Question

Derive the third equation of the motion-

Answer 1

The third equation of motion is the relationship between final velocity ‘v’, initial velocity ‘u’ , acceleration ‘and distance travelled ‘s’. We will start by considering that a body is moving with uniform acceleration. We will plot the v-t (velocity-time) graph for the body and using the graph we will reach the equation.

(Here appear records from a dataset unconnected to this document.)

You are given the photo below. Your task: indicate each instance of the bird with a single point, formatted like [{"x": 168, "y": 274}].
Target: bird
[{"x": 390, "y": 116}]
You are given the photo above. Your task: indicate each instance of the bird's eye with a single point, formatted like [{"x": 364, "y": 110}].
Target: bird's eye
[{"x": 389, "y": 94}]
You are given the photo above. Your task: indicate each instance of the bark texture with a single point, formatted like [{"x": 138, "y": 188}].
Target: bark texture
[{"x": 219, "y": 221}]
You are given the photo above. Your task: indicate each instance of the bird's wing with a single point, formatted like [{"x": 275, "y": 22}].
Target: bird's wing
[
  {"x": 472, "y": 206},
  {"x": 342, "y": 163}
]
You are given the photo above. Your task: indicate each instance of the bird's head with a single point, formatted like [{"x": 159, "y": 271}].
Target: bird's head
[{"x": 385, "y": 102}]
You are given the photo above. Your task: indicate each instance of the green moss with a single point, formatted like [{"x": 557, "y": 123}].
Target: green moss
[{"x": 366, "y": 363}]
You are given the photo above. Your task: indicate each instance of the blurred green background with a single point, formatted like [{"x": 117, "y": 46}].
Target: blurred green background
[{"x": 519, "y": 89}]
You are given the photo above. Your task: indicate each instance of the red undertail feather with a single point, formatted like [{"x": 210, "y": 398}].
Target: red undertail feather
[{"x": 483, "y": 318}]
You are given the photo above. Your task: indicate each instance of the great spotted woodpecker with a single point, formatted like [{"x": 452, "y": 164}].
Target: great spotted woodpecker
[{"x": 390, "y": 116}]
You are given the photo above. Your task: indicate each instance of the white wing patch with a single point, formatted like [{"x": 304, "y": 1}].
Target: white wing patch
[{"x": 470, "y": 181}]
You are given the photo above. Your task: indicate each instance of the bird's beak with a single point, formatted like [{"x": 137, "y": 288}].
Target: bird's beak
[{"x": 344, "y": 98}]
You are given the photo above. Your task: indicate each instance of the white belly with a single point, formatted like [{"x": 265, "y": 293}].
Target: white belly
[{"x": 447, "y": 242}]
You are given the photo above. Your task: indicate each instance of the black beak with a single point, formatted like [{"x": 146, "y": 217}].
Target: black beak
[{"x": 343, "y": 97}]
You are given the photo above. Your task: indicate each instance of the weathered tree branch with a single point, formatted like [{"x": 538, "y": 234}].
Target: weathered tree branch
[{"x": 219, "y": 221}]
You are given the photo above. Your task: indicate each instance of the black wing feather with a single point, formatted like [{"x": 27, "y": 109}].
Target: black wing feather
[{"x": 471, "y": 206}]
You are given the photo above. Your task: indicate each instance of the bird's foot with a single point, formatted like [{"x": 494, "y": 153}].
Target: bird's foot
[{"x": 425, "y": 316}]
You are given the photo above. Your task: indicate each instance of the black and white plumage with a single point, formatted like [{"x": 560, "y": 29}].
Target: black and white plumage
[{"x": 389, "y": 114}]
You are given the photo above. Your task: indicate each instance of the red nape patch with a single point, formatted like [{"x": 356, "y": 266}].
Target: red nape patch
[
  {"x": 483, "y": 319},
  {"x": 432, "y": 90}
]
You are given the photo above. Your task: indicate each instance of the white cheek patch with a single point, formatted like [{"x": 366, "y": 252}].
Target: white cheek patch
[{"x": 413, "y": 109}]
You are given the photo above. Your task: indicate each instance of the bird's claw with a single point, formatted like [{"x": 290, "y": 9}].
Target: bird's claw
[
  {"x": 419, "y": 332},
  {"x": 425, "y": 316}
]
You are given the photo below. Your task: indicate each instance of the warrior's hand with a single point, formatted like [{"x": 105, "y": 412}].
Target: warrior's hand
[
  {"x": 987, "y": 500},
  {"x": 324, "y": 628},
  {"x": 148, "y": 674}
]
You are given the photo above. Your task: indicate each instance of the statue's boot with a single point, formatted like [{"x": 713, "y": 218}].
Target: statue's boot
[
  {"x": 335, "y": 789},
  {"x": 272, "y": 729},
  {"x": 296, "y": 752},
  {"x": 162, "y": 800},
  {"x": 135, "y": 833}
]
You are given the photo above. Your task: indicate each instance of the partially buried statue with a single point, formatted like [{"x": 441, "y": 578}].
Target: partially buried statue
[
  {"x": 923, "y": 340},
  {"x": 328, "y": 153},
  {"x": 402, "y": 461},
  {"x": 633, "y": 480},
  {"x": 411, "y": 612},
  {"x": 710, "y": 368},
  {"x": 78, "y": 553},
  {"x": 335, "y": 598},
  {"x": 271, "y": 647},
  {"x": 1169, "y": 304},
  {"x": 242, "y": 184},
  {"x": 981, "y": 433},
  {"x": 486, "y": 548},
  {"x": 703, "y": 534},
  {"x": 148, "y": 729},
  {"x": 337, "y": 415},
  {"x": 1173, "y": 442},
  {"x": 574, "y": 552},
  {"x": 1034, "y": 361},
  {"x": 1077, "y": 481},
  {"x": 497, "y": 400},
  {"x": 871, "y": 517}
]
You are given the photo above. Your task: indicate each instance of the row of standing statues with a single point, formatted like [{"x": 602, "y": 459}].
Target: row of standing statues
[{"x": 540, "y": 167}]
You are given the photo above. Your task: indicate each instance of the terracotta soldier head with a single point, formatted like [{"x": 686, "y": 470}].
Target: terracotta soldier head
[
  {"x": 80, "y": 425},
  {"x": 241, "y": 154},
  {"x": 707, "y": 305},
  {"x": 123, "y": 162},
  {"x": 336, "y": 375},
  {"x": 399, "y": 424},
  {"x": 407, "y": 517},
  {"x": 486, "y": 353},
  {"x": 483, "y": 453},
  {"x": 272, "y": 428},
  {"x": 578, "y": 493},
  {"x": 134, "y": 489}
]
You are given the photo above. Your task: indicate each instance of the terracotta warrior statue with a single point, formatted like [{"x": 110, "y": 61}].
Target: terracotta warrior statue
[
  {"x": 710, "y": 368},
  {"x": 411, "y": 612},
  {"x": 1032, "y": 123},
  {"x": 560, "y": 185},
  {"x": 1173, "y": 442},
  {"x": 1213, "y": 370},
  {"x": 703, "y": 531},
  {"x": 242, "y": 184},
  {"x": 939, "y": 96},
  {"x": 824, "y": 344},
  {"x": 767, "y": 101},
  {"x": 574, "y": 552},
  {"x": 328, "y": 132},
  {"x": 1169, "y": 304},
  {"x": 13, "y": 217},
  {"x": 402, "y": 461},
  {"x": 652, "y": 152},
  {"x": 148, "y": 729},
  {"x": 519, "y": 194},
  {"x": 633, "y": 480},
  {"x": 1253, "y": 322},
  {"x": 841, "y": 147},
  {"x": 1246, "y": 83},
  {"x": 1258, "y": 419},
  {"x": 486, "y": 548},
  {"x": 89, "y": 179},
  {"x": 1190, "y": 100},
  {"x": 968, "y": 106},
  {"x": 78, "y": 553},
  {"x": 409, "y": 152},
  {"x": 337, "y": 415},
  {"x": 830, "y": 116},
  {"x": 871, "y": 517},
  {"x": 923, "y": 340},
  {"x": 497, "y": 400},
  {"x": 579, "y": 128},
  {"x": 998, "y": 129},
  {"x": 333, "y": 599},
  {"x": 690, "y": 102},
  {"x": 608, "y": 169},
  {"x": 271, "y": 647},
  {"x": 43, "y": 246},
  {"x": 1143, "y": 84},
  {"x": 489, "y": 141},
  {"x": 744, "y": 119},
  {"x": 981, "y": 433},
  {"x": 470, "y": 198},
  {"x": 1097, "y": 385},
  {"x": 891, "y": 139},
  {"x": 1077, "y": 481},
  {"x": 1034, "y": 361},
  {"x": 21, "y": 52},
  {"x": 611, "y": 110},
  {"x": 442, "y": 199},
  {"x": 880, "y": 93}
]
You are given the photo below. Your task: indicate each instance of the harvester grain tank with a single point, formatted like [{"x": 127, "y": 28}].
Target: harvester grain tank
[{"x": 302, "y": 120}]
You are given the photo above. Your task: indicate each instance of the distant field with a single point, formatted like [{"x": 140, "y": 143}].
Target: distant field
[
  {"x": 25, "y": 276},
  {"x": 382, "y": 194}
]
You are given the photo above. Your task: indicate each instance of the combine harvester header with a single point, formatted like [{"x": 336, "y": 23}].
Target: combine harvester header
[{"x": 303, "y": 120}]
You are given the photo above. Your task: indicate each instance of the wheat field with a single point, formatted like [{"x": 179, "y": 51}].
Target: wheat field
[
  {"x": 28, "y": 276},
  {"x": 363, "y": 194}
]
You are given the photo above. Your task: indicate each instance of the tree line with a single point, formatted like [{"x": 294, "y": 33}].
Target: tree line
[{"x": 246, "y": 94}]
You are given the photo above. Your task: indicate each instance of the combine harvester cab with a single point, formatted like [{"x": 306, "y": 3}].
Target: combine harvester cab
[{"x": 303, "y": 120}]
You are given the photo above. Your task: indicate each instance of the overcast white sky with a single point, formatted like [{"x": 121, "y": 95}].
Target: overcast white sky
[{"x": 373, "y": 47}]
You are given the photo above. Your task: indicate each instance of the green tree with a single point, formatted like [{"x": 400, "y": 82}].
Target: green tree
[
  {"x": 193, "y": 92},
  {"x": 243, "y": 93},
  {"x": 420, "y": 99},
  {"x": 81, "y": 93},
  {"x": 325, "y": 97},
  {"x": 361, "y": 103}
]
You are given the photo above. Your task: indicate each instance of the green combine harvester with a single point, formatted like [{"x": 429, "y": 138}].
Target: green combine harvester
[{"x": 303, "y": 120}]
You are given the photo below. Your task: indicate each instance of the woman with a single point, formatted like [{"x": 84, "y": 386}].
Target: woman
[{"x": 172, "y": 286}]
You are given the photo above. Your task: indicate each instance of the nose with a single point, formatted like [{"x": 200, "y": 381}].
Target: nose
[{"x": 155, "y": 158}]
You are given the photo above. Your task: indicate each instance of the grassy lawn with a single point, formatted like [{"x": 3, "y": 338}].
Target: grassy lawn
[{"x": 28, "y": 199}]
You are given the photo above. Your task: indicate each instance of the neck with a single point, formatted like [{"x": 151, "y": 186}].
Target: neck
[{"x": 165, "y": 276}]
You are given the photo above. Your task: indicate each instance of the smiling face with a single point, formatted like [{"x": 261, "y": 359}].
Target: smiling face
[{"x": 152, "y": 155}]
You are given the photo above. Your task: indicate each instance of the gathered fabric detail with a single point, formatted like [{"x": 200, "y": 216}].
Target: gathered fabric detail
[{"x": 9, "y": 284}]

Complete step-by-step solution:
Let us first know a few terms:

1. initial velocity is the velocity with which the body first starts moving.
2. final velocity- velocity the body attains after completing its motion.
   Let us start by considering a body, moving on a plane with uniform acceleration ’a’. let ‘u’ be its initial velocity ’v’ be its final velocity, ‘t’ be time travelled and ‘s’ be distance travelled. And ‘a’ is the acceleration .
   We will plot a( v-t) graph to derive this equation:
   Look at the following graph,
   
   Here: OA=CD=u
   BC=v
   AND, OC=AD=t
   As total height is v, then the height BD=BC-BD.
   That is BD=v-u
   We know that the slope of the v-t graph gives acceleration.
   Hence, $a = \dfrac{{BD}}{{AD}}$
   $a = \dfrac{{BC - CD}}{{OC}}$
   $a = \dfrac{{v - u}}{t}$
   $t = \dfrac{{v - u}}{a} - - - - - - - - - - - \left( 1 \right)$
   Distance travelled by the body in time t= area enclosed by v-t graph.
   We see that there is a trapezium formed with height ‘t’ and sum of parallel sides as ‘u’ and ‘v’ .
   Hence the distance travelled by the body =area of the trapezium in the graph.
   X=area of trapezium
   $x = \dfrac{1}{2} \times OC \times \left( {OA + BC} \right)$
   $x = \dfrac{1}{2} \times t \times \left( {u + v} \right)$
   Now substituting value of t from equation 1, we get
   $x = \dfrac{1}{2} \times \left( {\dfrac{{v - u}}{a}} \right) \times \left( {u + v} \right)$
   $x = \dfrac{1}{{2a}} \times \left( {v - u} \right) \times \left( {u + v} \right)$
   $x = \dfrac{1}{{2a}} \times \left( {{v^2} - {u^2}} \right)$
   Or, $x2a = \left( {{v^2} - {u^2}} \right)$
   Substituting x=s we get :
   $2as = \left( {{v^2} - {u^2}} \right)$
   $\therefore {v^2} = {u^2} + 2as$
   Hence derived.

Note: The slope under the (v-t) graph gives acceleration.
The area under the curve of a (v-t) graph gives the displacement.
Remember to write BD=v-u , otherwise the whole derivation could go wrong.
Also all the equations of motion can be applied only when the acceleration is constant.